Last updated 18/02/2023

Childminders should not put themselves down, especially in front of parents. I hear too many childminders do this. In fact, I am going to bang the head against the wall of the next childminder who tells me ‘I’m just a childminder’. There is no ‘just’ about anything we do.

Other people don’t know what you do and how hard you work, so you should never give them the wrong impression by talking down your work. Parents are the most important people you need to impress. Don’t imagine that just because you look after their children every day that your work speaks for itself. Parents can be fickle creatures, tempted away by the offer of something or someone ‘cheaper’ or in some other way ‘better’. So in order to retain their business you must constantly sell yourself to them.

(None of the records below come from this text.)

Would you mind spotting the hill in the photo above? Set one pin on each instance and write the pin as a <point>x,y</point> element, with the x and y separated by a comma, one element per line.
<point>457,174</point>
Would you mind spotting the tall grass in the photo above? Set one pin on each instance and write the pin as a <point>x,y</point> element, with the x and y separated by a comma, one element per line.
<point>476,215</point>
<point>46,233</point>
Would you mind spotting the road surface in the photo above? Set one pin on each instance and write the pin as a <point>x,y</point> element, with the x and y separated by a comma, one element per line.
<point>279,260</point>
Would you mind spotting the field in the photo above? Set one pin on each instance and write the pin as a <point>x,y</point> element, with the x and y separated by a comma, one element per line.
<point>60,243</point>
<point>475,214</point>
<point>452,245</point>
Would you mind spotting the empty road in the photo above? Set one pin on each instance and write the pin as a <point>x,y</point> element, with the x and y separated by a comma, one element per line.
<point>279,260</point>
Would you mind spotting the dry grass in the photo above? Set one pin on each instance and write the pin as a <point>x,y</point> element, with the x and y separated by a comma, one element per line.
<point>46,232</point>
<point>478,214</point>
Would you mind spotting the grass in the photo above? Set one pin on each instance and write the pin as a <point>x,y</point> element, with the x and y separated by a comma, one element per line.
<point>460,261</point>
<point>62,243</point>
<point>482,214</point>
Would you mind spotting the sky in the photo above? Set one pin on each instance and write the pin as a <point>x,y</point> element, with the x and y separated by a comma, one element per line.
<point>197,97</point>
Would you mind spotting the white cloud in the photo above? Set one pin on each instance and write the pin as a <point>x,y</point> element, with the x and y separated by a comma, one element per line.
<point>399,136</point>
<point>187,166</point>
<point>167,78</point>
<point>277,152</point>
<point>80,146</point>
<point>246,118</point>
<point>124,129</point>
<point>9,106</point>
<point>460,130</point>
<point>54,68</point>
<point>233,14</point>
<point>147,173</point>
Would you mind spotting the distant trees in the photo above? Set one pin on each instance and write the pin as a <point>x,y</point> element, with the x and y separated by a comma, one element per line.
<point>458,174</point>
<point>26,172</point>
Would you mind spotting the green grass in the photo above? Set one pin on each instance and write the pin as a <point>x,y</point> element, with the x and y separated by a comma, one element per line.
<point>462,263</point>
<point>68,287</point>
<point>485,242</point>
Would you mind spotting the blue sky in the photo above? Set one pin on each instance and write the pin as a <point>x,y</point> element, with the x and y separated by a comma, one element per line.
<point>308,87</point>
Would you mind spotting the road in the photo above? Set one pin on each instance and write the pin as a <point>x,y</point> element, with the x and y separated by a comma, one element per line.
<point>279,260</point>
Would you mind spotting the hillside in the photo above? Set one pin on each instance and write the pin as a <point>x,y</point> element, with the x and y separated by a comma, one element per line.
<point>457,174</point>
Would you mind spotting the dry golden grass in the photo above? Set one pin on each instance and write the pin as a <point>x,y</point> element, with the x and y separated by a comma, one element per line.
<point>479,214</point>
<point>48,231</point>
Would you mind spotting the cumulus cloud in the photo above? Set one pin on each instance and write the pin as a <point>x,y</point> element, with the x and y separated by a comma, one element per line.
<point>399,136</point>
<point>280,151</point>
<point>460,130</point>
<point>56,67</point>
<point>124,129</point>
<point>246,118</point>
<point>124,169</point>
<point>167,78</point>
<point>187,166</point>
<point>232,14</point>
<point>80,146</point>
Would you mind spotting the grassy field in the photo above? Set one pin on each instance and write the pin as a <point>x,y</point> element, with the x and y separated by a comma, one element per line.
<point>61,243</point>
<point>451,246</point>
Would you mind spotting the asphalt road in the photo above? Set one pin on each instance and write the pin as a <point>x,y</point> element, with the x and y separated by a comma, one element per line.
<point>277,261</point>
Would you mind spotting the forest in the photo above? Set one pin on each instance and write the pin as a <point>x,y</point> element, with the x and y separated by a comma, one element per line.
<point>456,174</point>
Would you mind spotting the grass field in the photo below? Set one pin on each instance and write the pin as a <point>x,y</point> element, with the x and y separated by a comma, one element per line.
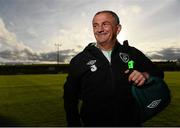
<point>36,100</point>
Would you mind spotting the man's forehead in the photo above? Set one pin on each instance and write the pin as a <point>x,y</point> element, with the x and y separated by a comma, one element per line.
<point>103,17</point>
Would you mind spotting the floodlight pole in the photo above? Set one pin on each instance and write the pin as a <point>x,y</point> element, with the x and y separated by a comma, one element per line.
<point>58,52</point>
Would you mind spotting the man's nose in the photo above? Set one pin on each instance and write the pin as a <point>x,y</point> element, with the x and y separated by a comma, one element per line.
<point>100,29</point>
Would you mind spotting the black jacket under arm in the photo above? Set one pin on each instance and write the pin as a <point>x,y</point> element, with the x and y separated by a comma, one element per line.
<point>103,87</point>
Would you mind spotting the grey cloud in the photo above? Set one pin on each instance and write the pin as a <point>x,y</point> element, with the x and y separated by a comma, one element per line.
<point>26,55</point>
<point>166,54</point>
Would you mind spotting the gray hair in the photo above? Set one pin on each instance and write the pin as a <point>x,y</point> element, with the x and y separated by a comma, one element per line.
<point>112,13</point>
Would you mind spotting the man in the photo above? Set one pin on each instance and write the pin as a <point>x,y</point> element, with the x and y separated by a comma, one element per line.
<point>100,78</point>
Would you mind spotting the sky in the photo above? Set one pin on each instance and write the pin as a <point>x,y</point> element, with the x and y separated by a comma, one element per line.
<point>31,29</point>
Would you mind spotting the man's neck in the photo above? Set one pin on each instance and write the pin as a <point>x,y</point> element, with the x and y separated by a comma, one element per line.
<point>106,46</point>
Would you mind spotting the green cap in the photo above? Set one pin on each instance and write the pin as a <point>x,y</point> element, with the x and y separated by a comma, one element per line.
<point>131,64</point>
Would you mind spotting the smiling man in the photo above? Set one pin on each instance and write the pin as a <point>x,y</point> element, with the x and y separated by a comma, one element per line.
<point>99,77</point>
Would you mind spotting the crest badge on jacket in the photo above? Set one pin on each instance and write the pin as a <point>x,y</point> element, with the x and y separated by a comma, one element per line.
<point>124,57</point>
<point>92,65</point>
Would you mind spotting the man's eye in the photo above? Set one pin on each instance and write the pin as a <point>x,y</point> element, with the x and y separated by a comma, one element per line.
<point>94,26</point>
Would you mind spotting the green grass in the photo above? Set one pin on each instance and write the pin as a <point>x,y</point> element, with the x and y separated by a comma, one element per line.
<point>36,100</point>
<point>32,100</point>
<point>170,116</point>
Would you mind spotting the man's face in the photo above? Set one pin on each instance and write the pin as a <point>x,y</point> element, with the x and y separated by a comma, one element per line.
<point>105,28</point>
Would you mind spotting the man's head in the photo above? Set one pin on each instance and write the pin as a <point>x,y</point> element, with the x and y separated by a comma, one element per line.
<point>106,26</point>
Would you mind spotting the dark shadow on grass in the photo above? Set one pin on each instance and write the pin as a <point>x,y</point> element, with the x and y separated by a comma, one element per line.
<point>8,122</point>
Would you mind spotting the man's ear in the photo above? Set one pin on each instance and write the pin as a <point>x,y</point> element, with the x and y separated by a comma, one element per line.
<point>118,29</point>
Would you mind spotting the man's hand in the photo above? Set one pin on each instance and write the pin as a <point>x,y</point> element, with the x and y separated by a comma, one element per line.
<point>137,77</point>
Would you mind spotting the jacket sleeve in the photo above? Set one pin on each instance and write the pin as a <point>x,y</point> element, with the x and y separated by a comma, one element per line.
<point>71,97</point>
<point>144,64</point>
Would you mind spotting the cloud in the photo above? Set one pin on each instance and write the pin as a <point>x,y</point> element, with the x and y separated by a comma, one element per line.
<point>9,39</point>
<point>25,55</point>
<point>12,49</point>
<point>166,54</point>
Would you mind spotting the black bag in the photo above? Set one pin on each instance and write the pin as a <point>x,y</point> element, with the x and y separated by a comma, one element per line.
<point>152,97</point>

Childminders need to tell parents why they are the best at what they do. In any other business, companies send press releases when something good happens because press releases make customers buy more from them. In the same way, you need to constantly remind parents what a good choice they made when they chose you to look after their child. This will make them want to keep their child with you for longer and not search elsewhere for ‘better’ or ‘cheaper’ childcare.

When the parents come to collect the child it is hugely important not just to tell the parents what the child ate and how he slept and what his nappies were like… it is also a brief but crucial opportunity to show the parents all the great things you are doing with their child. Don’t just hand across your daily diary – many parents return them unopened – but take a single minute of the parents’ time to discuss their child’s day with them.

However exciting their day or special the activities you have done with them, children cannot be counted on to remember to tell their parents anything useful at all. I asked my little girl who is in reception what she did at school the other day. ‘Look, Mummy, look, what I found in the playground!’  She proudly produced a button from her pocket and continued to talk about it for the next five minutes. At school that day they had in fact been having “Hungry Caterpillar Day”. The teachers had brought in food so that they could eat all the things the caterpillar ate (which I think is a wonderful idea) and they had dressed up and painted butterflies. My little girl didn’t bother to tell me any of this, and it was only because it was her parent-teacher meeting the following day that I ever heard anything about it at all.

What I’m saying is that if my five year old can’t be counted on to communicate anything useful to me, then you certainly can’t hope that the smaller children you look after will tell the parents anything you’ve done either. So if you want them to know, then you need to tell them! It is not bragging. It is not annoying, and you are not wasting the parents’ time. It is marketing your business. The key message is this: show off what you are doing, then parents won’t be tempted away by other, cheaper childcare options they may stumble across.